Paul Pierce torched the Raptors with 20 points on 7-for-10 shooting (4-for-7 from downtown) in Game 1 and six of those shots (five makes) were uncontested. Johnson plays the same position as Pierce and is known as a defensive stopper, yet the matchup wasn't "special" enough to get him on the floor?
And Johnson might be known as a specialist on defence, but his driving game is also an important part of the Raptors' offence and is often overlooked. He led the Raptors in both field goal percentage (63.7 percent) and points per 48 minutes (8.4) on drives this season, easily one of the league's best in both cases. With the Raptors "having trouble with outside shots" (6-for-29 from downtown), putting him into the game to facilitate attacking the basket wasn't even considered?

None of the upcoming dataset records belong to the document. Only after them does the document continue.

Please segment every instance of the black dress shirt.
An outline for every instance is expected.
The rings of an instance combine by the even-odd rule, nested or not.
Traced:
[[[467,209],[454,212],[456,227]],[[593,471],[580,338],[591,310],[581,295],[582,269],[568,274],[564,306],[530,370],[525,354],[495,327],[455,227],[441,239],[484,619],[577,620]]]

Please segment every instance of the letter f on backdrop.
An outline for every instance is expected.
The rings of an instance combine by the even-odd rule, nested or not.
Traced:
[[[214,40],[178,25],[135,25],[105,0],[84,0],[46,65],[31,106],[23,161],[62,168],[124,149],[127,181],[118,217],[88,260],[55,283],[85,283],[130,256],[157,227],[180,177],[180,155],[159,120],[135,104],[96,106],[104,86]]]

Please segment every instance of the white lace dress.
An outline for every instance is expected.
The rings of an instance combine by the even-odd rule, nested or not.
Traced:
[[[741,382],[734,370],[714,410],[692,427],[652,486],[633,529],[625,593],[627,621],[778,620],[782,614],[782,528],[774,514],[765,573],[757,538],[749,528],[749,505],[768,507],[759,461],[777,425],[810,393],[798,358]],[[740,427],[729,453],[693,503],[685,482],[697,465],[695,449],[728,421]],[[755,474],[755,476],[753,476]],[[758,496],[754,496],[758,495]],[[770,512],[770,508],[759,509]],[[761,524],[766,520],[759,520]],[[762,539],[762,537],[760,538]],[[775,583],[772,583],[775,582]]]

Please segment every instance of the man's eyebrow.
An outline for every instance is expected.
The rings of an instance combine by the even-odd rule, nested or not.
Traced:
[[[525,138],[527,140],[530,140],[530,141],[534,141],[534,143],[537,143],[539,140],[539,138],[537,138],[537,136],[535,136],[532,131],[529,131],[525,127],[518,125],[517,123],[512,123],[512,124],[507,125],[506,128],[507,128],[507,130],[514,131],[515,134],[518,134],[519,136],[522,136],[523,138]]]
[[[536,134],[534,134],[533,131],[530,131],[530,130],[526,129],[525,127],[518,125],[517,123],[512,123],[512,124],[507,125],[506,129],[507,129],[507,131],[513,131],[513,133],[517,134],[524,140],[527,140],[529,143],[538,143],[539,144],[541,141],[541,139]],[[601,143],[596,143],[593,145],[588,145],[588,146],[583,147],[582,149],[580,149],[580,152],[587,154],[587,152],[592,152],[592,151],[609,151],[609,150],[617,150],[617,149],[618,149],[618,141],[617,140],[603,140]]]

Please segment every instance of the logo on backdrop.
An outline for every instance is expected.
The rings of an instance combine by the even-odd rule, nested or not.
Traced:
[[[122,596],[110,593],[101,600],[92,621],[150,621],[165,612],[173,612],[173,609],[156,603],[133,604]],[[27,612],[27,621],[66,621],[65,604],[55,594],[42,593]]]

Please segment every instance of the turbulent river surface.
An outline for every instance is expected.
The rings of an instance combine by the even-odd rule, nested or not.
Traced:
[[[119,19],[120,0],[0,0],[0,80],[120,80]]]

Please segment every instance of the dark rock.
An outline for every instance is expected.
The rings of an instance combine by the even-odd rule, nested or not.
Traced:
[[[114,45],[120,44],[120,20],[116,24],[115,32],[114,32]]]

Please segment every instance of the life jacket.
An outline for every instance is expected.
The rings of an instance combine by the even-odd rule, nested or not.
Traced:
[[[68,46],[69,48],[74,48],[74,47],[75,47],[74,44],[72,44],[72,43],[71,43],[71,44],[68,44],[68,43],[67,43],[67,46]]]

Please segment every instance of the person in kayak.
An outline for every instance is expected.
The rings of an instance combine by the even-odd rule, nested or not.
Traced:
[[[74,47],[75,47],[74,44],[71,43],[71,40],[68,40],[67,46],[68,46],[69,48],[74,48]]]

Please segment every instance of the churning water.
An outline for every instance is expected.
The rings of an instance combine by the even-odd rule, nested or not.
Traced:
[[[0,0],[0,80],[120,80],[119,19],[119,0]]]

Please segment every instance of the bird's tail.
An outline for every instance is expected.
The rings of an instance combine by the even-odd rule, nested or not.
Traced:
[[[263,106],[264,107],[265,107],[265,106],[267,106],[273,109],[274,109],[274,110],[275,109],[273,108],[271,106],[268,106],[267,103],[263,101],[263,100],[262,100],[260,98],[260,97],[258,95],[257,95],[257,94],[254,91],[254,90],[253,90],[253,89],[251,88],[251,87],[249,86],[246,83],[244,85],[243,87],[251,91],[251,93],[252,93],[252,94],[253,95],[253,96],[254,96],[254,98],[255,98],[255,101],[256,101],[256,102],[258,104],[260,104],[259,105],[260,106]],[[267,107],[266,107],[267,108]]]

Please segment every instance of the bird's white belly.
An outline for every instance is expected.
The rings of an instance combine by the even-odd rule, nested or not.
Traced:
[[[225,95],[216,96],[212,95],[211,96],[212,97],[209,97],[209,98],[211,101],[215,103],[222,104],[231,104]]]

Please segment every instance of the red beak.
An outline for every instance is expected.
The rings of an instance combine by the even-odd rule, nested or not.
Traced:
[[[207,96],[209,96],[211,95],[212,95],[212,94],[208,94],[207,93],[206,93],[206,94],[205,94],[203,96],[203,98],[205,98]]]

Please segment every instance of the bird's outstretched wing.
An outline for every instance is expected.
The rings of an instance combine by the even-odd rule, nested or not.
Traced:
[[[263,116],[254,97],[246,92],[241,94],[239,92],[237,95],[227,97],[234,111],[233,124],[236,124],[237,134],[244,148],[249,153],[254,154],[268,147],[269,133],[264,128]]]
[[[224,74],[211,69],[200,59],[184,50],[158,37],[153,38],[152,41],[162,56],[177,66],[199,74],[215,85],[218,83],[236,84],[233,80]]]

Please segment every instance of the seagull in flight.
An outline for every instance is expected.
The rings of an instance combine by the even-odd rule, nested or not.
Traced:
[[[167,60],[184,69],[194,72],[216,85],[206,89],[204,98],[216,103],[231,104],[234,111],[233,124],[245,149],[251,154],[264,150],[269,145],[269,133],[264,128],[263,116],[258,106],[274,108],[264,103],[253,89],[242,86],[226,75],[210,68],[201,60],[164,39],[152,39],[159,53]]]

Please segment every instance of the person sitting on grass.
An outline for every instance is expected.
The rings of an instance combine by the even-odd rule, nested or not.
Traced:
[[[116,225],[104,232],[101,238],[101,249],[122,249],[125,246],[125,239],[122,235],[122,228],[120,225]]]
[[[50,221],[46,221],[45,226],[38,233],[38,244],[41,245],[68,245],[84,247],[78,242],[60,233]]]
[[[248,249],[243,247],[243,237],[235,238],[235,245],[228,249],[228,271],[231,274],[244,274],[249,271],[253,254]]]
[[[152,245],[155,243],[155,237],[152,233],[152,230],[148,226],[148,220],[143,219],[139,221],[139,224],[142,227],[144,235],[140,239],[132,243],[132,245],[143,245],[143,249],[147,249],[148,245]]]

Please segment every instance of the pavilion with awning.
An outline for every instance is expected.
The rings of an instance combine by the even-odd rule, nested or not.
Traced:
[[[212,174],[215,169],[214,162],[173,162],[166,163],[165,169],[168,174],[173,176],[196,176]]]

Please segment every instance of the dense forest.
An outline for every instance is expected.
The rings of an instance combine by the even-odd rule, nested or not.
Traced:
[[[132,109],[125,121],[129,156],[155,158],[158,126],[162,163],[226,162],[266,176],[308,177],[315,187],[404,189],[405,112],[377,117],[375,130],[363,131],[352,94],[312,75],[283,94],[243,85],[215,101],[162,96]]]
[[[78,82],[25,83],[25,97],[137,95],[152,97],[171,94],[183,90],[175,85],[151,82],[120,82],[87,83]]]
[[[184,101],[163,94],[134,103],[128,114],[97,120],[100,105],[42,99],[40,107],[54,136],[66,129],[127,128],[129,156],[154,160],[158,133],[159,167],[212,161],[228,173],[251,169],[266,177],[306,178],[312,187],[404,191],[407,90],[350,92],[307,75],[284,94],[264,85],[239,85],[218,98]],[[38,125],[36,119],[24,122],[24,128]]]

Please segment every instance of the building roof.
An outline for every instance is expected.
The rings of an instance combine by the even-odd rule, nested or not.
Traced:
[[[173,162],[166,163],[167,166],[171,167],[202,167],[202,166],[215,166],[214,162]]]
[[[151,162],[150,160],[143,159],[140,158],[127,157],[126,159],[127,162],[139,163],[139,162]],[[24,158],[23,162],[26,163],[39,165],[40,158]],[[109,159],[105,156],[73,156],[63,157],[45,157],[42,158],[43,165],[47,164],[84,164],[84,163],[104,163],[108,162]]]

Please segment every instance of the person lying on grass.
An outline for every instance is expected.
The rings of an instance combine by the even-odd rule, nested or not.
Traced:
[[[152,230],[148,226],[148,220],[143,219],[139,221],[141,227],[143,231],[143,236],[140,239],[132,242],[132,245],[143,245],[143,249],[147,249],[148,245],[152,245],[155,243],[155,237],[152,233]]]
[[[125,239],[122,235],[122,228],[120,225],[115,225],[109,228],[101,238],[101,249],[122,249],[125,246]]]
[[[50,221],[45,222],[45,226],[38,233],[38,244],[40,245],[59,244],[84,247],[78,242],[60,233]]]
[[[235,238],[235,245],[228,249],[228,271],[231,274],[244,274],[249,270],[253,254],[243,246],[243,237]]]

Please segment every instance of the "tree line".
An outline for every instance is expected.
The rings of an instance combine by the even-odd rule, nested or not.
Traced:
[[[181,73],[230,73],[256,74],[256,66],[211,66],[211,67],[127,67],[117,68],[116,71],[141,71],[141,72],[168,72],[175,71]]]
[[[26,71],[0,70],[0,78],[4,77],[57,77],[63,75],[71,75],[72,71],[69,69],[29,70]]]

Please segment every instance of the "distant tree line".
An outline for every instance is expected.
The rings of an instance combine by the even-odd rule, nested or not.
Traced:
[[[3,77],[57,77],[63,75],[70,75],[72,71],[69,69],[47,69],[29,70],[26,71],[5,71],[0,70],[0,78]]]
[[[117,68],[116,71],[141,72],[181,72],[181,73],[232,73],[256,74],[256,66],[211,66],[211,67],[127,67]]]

Throw in the fact that Johnson grabs 10.8 percent of available rebounds when he's on the floor, compared to Ross' 6.2, and Casey's explanation for gluing Johnson to the bench goes from head-scratching to simply infuriating. When you lose a game because you couldn't contain Paul Pierce, you got embarrassingly out-rebounded, and your offence was inefficient, you can't say that your team's best wing defender, rebounder, and most efficient driving option didn't fit the matchup.
Casey's adjustments from Game 1 to Game 2 will be heavily scrutinized. Ross' development is very important to the team and its future, but it's not worth losing in the present. If he doesn't have it during the playoffs just yet, the Raptors will simply have to find someone that does.
And if Casey doesn't at least try to see if "Big Red" is the answer and Toronto loses another game at home, then Raptor fans will soon start seeing a different kind of red than they had hoped.